The planet entered uncharted territory by having the most phenomenally disturbing 12 months in a row of record-breaking temperatures, European scientists announced Wednesday. This streak of weather is the second-longest on record, according to data from the Copernicus Climate Change Service.
“It is shocking but not surprising that we have reached this 12-month streak,” said Carlo Buontempo, director at the Copernicus Climate Change Service. “While this sequence of record-breaking months will eventually be interrupted, the overall signature of climate change remains, and there is no sign of a change in such a trend.”
This new milestone compounds concerns raised in January when 2023 was declared the hottest year ever recorded. Now, with temperatures higher than any respective month in modern history, every single month for an entire year has been hot.
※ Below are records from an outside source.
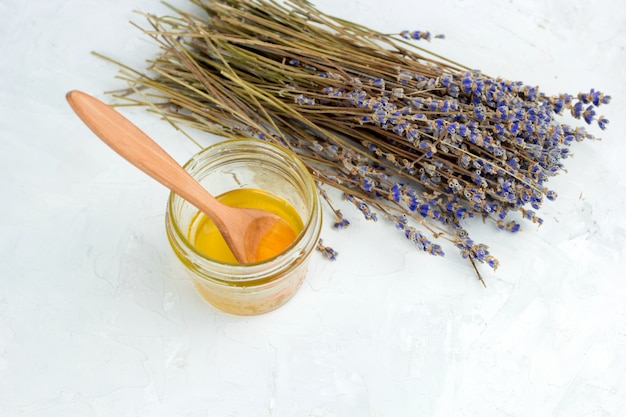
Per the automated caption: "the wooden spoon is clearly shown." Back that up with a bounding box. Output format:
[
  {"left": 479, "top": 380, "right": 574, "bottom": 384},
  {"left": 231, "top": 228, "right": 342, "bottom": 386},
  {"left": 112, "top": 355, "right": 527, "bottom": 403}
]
[{"left": 66, "top": 90, "right": 283, "bottom": 264}]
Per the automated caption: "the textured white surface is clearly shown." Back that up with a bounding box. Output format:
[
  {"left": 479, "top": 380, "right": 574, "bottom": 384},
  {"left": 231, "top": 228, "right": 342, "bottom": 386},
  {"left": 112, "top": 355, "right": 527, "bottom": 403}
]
[{"left": 0, "top": 0, "right": 626, "bottom": 417}]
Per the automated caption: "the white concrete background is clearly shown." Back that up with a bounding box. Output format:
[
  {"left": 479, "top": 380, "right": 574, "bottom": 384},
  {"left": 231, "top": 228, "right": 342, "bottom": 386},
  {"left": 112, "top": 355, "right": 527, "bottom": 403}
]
[{"left": 0, "top": 0, "right": 626, "bottom": 417}]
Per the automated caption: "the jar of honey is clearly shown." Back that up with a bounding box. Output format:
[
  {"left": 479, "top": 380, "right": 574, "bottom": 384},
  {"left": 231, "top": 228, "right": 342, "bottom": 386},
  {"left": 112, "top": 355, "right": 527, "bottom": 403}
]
[{"left": 165, "top": 139, "right": 322, "bottom": 315}]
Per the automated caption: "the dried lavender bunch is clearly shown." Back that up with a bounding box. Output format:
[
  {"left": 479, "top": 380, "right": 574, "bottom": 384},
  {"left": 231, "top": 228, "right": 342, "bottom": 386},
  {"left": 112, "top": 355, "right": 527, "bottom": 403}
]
[{"left": 103, "top": 0, "right": 610, "bottom": 277}]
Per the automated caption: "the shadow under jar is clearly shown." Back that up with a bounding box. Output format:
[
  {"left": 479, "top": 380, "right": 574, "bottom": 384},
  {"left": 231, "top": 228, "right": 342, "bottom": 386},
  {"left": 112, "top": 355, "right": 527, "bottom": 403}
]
[{"left": 165, "top": 139, "right": 322, "bottom": 315}]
Although the Earth has withstood more than 550 successive months of above-average temperatures, this unbroken chain of all-time monthly heat records beginning with June 2023 is very unusual and deeply worrisome to climate scientists.
Still, researchers can point to several factors that might be convening to produce the record warmth, although they readily acknowledge that they don’t know exactly how much each factor is contributing.
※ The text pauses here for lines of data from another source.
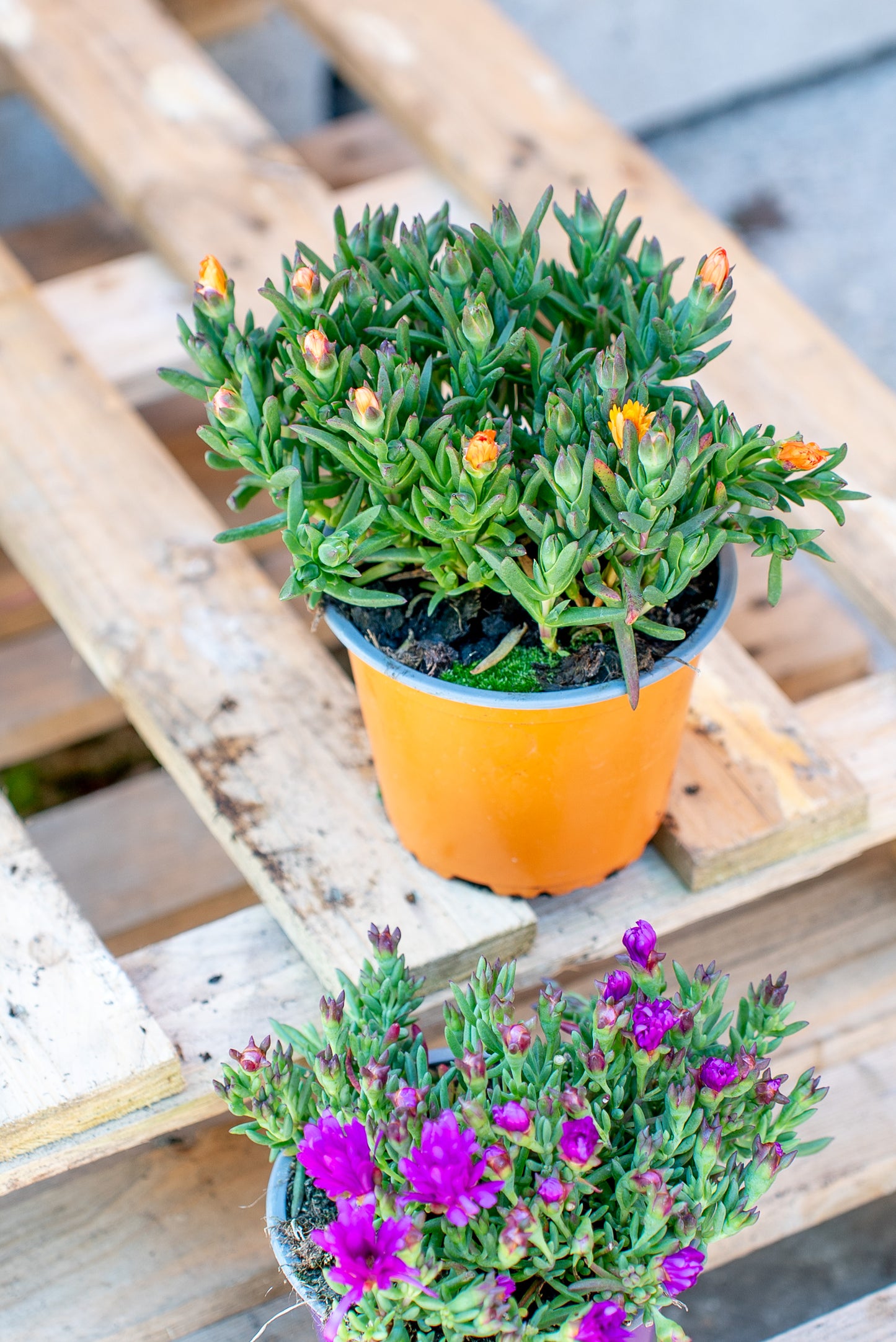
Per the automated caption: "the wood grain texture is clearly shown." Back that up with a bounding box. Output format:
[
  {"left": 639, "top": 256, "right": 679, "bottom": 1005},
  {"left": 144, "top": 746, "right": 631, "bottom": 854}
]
[
  {"left": 0, "top": 796, "right": 182, "bottom": 1158},
  {"left": 0, "top": 272, "right": 535, "bottom": 985},
  {"left": 0, "top": 0, "right": 330, "bottom": 293},
  {"left": 288, "top": 0, "right": 896, "bottom": 644},
  {"left": 0, "top": 1123, "right": 283, "bottom": 1342},
  {"left": 653, "top": 629, "right": 868, "bottom": 890},
  {"left": 771, "top": 1286, "right": 896, "bottom": 1342},
  {"left": 0, "top": 675, "right": 896, "bottom": 1191}
]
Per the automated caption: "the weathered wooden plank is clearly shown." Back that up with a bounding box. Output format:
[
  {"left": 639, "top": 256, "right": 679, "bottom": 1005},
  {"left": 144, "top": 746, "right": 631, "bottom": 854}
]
[
  {"left": 0, "top": 0, "right": 330, "bottom": 301},
  {"left": 653, "top": 631, "right": 868, "bottom": 890},
  {"left": 771, "top": 1286, "right": 896, "bottom": 1342},
  {"left": 0, "top": 796, "right": 182, "bottom": 1157},
  {"left": 0, "top": 261, "right": 535, "bottom": 984},
  {"left": 0, "top": 1123, "right": 286, "bottom": 1342},
  {"left": 290, "top": 0, "right": 896, "bottom": 644},
  {"left": 0, "top": 675, "right": 896, "bottom": 1193},
  {"left": 0, "top": 625, "right": 125, "bottom": 769}
]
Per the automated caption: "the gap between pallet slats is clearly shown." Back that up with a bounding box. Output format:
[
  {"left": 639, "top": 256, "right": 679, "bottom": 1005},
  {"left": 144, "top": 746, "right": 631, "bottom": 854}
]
[{"left": 0, "top": 794, "right": 182, "bottom": 1158}]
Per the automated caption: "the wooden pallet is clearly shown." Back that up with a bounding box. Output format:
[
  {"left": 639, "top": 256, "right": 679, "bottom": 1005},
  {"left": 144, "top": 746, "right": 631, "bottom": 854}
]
[{"left": 0, "top": 0, "right": 896, "bottom": 1342}]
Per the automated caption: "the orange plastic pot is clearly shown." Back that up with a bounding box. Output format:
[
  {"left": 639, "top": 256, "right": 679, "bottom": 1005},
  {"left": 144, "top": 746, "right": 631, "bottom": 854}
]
[{"left": 327, "top": 546, "right": 737, "bottom": 898}]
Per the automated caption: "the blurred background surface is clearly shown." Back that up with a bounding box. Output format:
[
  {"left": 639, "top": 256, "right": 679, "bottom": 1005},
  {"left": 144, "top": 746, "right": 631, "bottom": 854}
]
[{"left": 0, "top": 0, "right": 896, "bottom": 1342}]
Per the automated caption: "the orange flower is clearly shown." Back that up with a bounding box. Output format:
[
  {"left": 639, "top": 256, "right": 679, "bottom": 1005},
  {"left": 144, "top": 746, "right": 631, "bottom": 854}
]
[
  {"left": 609, "top": 401, "right": 656, "bottom": 452},
  {"left": 291, "top": 265, "right": 321, "bottom": 304},
  {"left": 464, "top": 428, "right": 499, "bottom": 471},
  {"left": 198, "top": 252, "right": 227, "bottom": 298},
  {"left": 774, "top": 437, "right": 830, "bottom": 471},
  {"left": 698, "top": 247, "right": 731, "bottom": 294}
]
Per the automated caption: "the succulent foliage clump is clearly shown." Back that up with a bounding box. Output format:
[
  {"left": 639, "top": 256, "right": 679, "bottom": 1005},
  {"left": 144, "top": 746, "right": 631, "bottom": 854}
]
[
  {"left": 161, "top": 189, "right": 863, "bottom": 701},
  {"left": 216, "top": 922, "right": 825, "bottom": 1342}
]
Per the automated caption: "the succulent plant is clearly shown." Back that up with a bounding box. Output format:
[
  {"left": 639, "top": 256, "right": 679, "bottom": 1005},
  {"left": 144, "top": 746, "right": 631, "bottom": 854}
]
[
  {"left": 159, "top": 189, "right": 864, "bottom": 703},
  {"left": 216, "top": 922, "right": 827, "bottom": 1342}
]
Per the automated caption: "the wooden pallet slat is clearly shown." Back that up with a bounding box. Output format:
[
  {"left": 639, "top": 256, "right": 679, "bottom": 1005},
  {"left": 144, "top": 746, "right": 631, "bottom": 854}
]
[
  {"left": 0, "top": 796, "right": 182, "bottom": 1158},
  {"left": 0, "top": 241, "right": 535, "bottom": 985}
]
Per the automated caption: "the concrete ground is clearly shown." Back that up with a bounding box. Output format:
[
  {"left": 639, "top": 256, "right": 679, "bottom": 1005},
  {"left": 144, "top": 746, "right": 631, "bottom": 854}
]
[{"left": 0, "top": 0, "right": 896, "bottom": 1342}]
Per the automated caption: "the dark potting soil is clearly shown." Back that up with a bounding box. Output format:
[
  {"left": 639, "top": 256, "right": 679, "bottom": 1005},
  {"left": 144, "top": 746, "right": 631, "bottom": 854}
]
[
  {"left": 331, "top": 559, "right": 719, "bottom": 691},
  {"left": 286, "top": 1162, "right": 338, "bottom": 1303}
]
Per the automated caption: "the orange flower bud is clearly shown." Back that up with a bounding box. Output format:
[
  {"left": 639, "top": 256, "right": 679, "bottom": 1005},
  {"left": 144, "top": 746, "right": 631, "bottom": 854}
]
[
  {"left": 774, "top": 437, "right": 830, "bottom": 471},
  {"left": 698, "top": 247, "right": 731, "bottom": 294},
  {"left": 609, "top": 401, "right": 656, "bottom": 452},
  {"left": 348, "top": 383, "right": 385, "bottom": 433},
  {"left": 302, "top": 326, "right": 337, "bottom": 378},
  {"left": 290, "top": 265, "right": 321, "bottom": 308},
  {"left": 464, "top": 428, "right": 499, "bottom": 471},
  {"left": 197, "top": 252, "right": 227, "bottom": 298}
]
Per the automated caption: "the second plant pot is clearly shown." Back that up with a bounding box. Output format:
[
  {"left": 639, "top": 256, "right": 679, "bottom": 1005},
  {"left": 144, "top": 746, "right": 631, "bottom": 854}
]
[{"left": 327, "top": 546, "right": 737, "bottom": 898}]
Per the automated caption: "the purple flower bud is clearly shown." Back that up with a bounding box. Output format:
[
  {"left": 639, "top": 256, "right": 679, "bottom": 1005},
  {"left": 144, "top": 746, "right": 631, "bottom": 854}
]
[
  {"left": 398, "top": 1110, "right": 502, "bottom": 1225},
  {"left": 321, "top": 992, "right": 345, "bottom": 1025},
  {"left": 699, "top": 1057, "right": 740, "bottom": 1095},
  {"left": 578, "top": 1044, "right": 606, "bottom": 1072},
  {"left": 558, "top": 1118, "right": 601, "bottom": 1169},
  {"left": 295, "top": 1113, "right": 373, "bottom": 1201},
  {"left": 536, "top": 1176, "right": 573, "bottom": 1202},
  {"left": 632, "top": 998, "right": 677, "bottom": 1054},
  {"left": 623, "top": 918, "right": 664, "bottom": 971},
  {"left": 656, "top": 1248, "right": 706, "bottom": 1295},
  {"left": 499, "top": 1021, "right": 533, "bottom": 1054},
  {"left": 631, "top": 1170, "right": 675, "bottom": 1220},
  {"left": 575, "top": 1300, "right": 631, "bottom": 1342},
  {"left": 361, "top": 1054, "right": 389, "bottom": 1090},
  {"left": 389, "top": 1086, "right": 429, "bottom": 1114},
  {"left": 498, "top": 1202, "right": 536, "bottom": 1267},
  {"left": 491, "top": 1099, "right": 533, "bottom": 1132},
  {"left": 368, "top": 923, "right": 401, "bottom": 956},
  {"left": 484, "top": 1145, "right": 513, "bottom": 1180},
  {"left": 231, "top": 1034, "right": 271, "bottom": 1072},
  {"left": 561, "top": 1086, "right": 592, "bottom": 1118},
  {"left": 754, "top": 1067, "right": 790, "bottom": 1104},
  {"left": 603, "top": 969, "right": 632, "bottom": 1003}
]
A powerful El Niño event in 2023, a periodic warming of Pacific waters, provided a first push to global temperatures. But record heat began well before El Niño’s peak was felt.
Some say it’s the cleaner shipping fuels implemented in 2020 that made maritime clouds thinner, thus enabling more absorption of heat. Others argue that it may have been due to the 2022 Hunga Tonga volcanic eruption. However, many experts dispute the significance of such proposed explanations.
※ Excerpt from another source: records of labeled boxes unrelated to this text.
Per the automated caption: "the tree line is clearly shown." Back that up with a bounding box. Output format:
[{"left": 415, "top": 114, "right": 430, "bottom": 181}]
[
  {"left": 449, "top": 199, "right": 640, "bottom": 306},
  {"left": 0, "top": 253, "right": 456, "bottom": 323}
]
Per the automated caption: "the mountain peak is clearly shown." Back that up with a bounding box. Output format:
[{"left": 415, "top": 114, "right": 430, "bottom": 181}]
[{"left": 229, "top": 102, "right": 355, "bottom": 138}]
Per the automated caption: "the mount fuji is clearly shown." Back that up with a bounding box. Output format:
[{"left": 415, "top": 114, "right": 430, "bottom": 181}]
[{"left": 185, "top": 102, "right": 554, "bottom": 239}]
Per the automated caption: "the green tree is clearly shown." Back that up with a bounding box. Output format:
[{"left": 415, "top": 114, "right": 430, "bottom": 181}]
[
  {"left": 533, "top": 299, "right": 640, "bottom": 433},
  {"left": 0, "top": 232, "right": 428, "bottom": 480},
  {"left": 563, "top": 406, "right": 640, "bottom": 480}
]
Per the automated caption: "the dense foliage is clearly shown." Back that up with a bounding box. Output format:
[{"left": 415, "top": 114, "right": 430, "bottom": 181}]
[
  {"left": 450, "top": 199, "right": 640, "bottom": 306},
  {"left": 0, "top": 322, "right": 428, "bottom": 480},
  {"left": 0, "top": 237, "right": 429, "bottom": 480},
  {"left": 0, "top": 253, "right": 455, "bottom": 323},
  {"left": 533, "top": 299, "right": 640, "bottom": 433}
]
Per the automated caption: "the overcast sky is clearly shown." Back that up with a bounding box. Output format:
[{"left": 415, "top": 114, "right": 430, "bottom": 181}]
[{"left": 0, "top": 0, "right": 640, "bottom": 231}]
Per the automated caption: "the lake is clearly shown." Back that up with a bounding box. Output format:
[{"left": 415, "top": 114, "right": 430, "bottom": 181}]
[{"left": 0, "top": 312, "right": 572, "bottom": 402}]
“We have a lot of not very satisfying explanations for last year,” said Zeke Hausfather of Berkeley Earth. “Even added together, they don’t really add up to the margins we were setting records by.”
Scientists, however, first of all, pointed out that records underscore a relentless trajectory of human-driven climate change against natural fluctuations.
“The primary reason for this remarkable stretch is human-caused climate change,” said NOAA’s Zachary Labe. “This remains an active area of research, and we’ll have more answers, but it looks like various factors combined to exacerbate the long-term warming trend.”